Cockatiels are native to Australia, where they are found largely in arid or semi-arid country, but always close to water. Largely nomadic, the species will move to where food and water is available. They are typically seen in pairs or small flocks. Sometimes, hundreds will flock around a single such body of water. To many farmers’ dismay, they often eat cultivated crops. They are absent from the most fertile southwest and southeast corners of the country, the deepest Western Australian deserts, and Cape York Peninsula. They are the only Cockatoo species which can sometimes reproduce in the end of their first year.
The Cockatiel’s lifespan in captivity is generally given as 15–20 years, though it is sometimes given as short as 10–15 years, and there are reports of Cockatiels living as long as 32 years, the oldest confirmed specimen reported being 36 years old. Diet and exercise are major determining factors in cockatiel lifespan.
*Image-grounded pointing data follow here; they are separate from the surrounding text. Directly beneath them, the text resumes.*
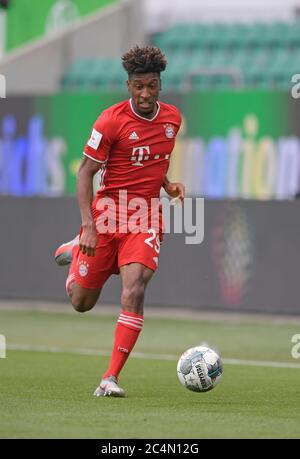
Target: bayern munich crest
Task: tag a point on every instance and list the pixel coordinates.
(169, 131)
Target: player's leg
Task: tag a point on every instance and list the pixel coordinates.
(135, 277)
(88, 274)
(82, 298)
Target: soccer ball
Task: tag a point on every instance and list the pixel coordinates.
(199, 369)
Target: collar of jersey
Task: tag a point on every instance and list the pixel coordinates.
(146, 119)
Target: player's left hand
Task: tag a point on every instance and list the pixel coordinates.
(175, 190)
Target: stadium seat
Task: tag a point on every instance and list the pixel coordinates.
(261, 51)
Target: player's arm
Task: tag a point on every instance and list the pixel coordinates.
(84, 191)
(175, 189)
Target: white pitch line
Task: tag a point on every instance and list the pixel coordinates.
(141, 355)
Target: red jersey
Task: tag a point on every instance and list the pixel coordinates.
(134, 151)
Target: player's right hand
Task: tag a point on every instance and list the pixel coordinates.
(88, 240)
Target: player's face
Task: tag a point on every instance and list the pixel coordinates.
(144, 90)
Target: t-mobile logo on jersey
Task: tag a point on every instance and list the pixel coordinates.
(140, 154)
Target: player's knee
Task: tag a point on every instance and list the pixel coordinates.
(133, 295)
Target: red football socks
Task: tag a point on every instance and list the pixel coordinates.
(127, 331)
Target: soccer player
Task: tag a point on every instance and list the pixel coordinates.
(130, 144)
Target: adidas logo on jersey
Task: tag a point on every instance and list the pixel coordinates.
(134, 136)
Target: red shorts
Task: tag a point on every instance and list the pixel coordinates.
(116, 250)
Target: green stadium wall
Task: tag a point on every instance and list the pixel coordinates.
(26, 19)
(231, 145)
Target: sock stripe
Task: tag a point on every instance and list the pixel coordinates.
(125, 322)
(132, 319)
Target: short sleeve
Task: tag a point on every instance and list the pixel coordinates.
(101, 139)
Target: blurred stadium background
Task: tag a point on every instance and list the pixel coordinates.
(232, 70)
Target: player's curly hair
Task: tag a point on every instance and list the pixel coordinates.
(144, 60)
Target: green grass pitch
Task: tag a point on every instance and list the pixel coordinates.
(46, 394)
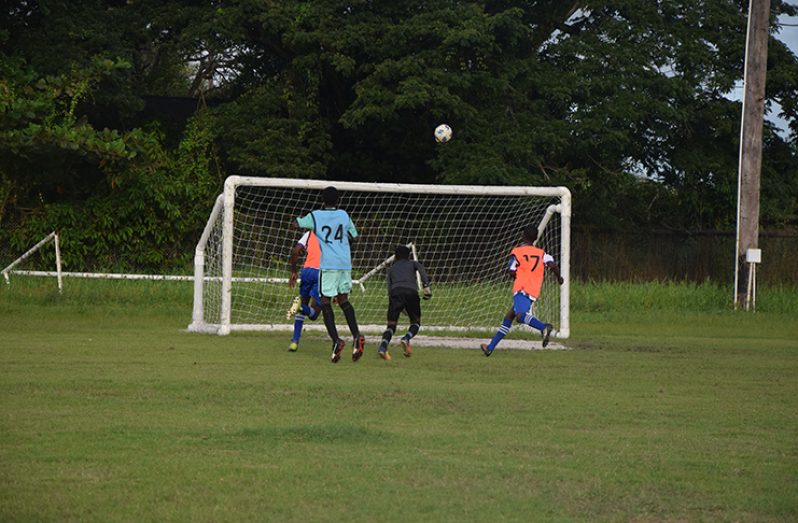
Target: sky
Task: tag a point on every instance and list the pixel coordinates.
(788, 35)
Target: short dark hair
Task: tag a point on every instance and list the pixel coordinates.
(530, 233)
(330, 195)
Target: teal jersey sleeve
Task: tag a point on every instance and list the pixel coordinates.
(306, 222)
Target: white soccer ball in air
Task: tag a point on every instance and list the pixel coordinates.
(443, 133)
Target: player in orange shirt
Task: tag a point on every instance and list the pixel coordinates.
(527, 264)
(309, 286)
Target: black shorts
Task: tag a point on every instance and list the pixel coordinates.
(404, 300)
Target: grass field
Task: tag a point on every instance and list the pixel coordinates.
(667, 407)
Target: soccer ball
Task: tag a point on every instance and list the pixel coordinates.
(443, 133)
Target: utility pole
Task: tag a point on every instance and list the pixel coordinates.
(750, 163)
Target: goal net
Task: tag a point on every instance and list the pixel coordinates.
(462, 234)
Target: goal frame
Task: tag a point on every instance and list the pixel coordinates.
(224, 205)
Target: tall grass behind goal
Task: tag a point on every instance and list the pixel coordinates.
(462, 234)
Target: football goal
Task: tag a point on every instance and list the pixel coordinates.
(462, 234)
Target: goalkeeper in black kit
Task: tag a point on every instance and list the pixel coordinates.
(403, 296)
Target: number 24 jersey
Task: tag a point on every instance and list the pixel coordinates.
(333, 228)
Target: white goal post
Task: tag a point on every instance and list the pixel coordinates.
(463, 234)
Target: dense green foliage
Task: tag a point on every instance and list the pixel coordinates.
(623, 101)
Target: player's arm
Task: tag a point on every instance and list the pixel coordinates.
(352, 232)
(424, 280)
(296, 252)
(304, 222)
(512, 266)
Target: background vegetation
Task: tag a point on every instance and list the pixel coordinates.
(120, 119)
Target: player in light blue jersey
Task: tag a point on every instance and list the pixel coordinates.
(334, 229)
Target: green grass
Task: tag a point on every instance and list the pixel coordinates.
(661, 411)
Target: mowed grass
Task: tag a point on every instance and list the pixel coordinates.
(110, 411)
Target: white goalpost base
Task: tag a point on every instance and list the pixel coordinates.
(462, 234)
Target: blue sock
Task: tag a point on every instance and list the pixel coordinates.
(299, 320)
(500, 334)
(531, 321)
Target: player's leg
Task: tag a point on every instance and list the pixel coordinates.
(309, 288)
(413, 309)
(504, 328)
(395, 306)
(328, 284)
(358, 341)
(390, 330)
(529, 319)
(344, 287)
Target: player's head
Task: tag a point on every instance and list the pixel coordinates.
(330, 196)
(530, 233)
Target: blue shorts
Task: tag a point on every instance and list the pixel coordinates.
(309, 284)
(522, 303)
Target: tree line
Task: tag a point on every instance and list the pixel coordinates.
(625, 102)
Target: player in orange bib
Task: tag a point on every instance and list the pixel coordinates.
(303, 307)
(527, 264)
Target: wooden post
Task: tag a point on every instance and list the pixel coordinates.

(From Wikipedia, 28 February 2012)
Cockatiels are mainly grey with paler underparts that are sometimes washed with brown. There is a prominent patch of orange on the ear coverts, and the rest of the head and crest are yellow. The underside of the tail is black in the male and yellow in the female. Several plumage variants of the species are recognized. The Lutino mutation (Albino or White) is the most popular. These attractive birds are white with white or pale yellow underparts. The yellow face and crest are retained.
In the wild, the Cockatiel feeds on the seeds of grasses and herbacious plants, grains, fruits, and berries. They prefer, however, Acacia seeds. They are also known to raid standing fields of crops such as sorghum.
The breeding season seems to depend on climatic conditions, especially in rainfall. The species usually begins breeding after the rainy season. Nesting starts in August and continues through December. Nests are usually located in a hole of a eucalypt tree that is standing near water. Clutch size ranges from four to six rounded eggs. Incubation lasts 18 to 20 days. The Cockatiel is one of the few species of parrots that share brooding duties between the male and the female. During the day, the male incubates the eggs; the female takes over brooding duties at night. Both parents feed the chicks from the time they are hatched. After four to five weeks, the chicks leave the nest.
The pair bond between two birds can be quite strong and they may remain partners for life. The Cockatiel is often observed in pairs or small flocks. In the north, the species is highly nomadic, but southern populations are more migratory. In flight, they they are swift and direct.